Les communes ne sont pas privées d’outil pour permettre la construction d’édifices religieux nouveaux nonobstant le principe de laïcité et la séparation entre les églises — lato sensu — et l’Etat.
Ainsi l’article L. 2252-4 du CGCT, à l’origine taillé sur mesure pour la cathédrale d’Evry, dispose-t-il qu’une :
« commune peut garantir les emprunts contractés pour financer, dans les agglomérations en voie de développement, la construction, par des groupements locaux ou par des associations cultuelles, d’édifices répondant à des besoins collectifs de caractère religieux.»
Surtout, la construction d’édifices religieux par des associations cultuelles peut aujourd’hui faire l’objet d’un bail emphytéotique administratif de l’article L. 1311-2 du Code général des collectivités territoriales.

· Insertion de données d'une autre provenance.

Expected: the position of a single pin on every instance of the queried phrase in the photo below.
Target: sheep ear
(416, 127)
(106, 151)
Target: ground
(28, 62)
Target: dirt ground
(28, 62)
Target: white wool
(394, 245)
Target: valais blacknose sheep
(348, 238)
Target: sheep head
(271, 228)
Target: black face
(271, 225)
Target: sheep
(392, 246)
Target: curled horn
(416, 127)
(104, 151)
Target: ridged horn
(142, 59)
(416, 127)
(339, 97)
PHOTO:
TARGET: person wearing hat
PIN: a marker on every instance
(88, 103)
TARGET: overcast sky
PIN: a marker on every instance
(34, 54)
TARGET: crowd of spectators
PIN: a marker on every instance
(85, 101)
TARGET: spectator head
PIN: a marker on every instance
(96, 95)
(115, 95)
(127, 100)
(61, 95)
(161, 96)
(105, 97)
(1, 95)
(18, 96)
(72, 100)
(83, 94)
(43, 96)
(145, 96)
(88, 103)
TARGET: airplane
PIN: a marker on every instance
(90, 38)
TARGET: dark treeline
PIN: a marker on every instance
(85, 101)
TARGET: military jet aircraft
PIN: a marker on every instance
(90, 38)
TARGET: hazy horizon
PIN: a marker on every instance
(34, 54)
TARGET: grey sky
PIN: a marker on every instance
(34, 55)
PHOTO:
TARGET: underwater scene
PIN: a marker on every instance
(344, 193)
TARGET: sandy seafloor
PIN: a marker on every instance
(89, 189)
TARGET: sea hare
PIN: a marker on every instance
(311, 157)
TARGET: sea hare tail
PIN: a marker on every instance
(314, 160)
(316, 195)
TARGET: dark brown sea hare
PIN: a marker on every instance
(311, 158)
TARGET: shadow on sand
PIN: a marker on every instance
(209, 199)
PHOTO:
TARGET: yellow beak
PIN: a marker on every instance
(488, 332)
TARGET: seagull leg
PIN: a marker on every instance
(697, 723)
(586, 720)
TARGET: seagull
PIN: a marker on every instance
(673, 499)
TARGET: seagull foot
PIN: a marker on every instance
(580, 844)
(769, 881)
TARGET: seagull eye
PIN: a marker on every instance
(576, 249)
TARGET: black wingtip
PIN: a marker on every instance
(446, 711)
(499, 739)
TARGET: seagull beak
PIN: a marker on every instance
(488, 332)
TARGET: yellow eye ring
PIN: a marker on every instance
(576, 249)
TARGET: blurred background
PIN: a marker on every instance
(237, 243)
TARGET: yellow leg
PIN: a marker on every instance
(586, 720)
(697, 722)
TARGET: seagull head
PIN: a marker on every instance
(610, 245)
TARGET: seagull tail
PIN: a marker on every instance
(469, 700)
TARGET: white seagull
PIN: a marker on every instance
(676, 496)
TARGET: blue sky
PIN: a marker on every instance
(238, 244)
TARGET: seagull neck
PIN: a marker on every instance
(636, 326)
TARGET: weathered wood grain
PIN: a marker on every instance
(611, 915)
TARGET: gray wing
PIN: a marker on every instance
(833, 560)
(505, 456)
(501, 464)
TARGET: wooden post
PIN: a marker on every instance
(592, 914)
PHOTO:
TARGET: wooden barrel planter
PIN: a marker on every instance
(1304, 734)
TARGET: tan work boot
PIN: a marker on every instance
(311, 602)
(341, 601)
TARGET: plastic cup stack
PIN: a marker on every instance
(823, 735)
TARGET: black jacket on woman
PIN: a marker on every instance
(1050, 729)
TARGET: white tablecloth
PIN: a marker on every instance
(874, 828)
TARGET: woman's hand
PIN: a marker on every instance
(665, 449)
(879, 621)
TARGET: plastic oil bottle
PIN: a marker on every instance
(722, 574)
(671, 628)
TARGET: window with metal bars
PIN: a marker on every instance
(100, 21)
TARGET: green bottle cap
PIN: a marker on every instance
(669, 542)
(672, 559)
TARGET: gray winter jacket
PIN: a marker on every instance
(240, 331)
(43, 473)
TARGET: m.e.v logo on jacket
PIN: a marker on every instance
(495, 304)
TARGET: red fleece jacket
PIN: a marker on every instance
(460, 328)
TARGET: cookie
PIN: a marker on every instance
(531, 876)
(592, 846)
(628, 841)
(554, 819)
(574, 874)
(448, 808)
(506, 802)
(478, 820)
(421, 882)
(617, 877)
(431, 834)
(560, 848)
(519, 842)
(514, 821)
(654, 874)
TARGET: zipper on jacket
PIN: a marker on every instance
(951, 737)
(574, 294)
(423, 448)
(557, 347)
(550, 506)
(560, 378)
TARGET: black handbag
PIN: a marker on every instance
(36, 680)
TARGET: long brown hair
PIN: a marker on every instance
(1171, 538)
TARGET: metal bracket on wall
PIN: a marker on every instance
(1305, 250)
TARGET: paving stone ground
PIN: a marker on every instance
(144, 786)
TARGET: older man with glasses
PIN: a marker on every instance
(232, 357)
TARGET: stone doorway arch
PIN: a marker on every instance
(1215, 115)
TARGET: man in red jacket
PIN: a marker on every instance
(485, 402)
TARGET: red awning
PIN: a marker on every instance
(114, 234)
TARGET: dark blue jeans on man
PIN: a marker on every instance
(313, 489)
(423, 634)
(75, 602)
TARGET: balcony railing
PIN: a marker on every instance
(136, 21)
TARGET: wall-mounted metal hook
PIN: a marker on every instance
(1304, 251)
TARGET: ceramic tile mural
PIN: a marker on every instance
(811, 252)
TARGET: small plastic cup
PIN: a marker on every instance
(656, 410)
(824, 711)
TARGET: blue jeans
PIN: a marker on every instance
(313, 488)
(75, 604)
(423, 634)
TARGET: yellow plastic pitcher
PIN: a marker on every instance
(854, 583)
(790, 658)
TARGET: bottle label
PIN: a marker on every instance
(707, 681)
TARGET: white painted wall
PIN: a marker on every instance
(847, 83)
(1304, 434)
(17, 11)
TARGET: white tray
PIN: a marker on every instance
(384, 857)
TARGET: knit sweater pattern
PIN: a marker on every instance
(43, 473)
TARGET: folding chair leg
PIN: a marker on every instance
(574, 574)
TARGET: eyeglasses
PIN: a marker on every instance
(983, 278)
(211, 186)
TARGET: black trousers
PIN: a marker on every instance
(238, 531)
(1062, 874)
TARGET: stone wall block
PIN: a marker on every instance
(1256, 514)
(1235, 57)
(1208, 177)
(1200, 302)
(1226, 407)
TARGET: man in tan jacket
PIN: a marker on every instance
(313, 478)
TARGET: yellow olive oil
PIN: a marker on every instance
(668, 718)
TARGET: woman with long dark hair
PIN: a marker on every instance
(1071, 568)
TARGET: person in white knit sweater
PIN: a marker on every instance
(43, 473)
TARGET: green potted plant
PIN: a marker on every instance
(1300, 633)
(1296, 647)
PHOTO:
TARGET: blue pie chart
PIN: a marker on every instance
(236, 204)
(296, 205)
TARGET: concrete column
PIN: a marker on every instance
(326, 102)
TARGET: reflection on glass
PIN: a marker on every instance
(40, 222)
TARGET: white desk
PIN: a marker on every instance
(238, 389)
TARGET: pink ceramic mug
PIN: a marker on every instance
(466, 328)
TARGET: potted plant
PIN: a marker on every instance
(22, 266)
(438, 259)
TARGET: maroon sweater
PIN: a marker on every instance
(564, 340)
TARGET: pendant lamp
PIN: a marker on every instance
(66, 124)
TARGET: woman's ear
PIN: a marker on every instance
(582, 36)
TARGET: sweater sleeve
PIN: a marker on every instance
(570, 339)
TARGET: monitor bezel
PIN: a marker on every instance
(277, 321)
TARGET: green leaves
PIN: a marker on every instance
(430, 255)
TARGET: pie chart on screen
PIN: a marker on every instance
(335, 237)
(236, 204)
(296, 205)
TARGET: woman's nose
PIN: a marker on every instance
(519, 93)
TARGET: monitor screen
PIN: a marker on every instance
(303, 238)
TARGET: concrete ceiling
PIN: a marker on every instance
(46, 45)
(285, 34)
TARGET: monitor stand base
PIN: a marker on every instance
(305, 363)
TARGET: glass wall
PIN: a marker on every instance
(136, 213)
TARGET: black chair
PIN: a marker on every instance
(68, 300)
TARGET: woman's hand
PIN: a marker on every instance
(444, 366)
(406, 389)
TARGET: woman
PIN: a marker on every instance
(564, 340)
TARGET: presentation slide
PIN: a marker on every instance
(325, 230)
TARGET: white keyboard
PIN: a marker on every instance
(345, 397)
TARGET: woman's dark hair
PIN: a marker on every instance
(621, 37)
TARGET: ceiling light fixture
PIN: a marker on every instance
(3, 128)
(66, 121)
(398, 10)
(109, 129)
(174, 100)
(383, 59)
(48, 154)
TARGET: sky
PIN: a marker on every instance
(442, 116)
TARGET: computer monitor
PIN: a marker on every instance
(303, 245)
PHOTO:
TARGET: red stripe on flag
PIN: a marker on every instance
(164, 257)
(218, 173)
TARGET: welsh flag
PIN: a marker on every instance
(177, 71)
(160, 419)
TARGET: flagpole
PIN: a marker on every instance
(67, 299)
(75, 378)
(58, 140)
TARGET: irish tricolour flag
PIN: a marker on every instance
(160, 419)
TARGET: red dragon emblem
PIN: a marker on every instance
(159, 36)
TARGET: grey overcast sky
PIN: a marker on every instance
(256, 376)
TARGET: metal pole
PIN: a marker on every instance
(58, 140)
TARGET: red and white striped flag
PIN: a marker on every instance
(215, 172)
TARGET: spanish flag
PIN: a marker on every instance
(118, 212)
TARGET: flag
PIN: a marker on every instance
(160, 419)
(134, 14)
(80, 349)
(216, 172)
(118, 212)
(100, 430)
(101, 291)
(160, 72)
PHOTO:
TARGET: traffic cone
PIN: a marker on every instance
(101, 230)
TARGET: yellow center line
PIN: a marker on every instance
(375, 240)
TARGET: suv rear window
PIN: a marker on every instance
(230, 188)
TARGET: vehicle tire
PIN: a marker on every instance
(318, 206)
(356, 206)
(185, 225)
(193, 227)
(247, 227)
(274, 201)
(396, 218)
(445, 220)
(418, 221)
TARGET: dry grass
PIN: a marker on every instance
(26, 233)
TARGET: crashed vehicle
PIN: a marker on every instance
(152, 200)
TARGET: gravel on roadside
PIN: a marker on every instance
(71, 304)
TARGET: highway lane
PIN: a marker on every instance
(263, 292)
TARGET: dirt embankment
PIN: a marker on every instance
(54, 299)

Voir sur ces points et des points connexes : CE, 26 novembre 2012, Agence de l’environnement et de la maîtrise de l’énergie, n° 344379 ; voir aussi dans le même sens C.Const., QPC, 21 févr. 2013, n° 2012-297 ; CE Ass., 19 juillet 2011, Commune de Trélazé, n° 308544 ; CE Ass., 19 juillet 2011, Fédération de la libre pensée et de l’action sociale du Rhône, n° 308817 ; CE Ass., 19 juillet 2011, Communauté urbaine du Mans – Le Mans Métropole, n° 309161 ; CE Ass., 19 juillet 2011, Commune de Montpellier, n° 313518).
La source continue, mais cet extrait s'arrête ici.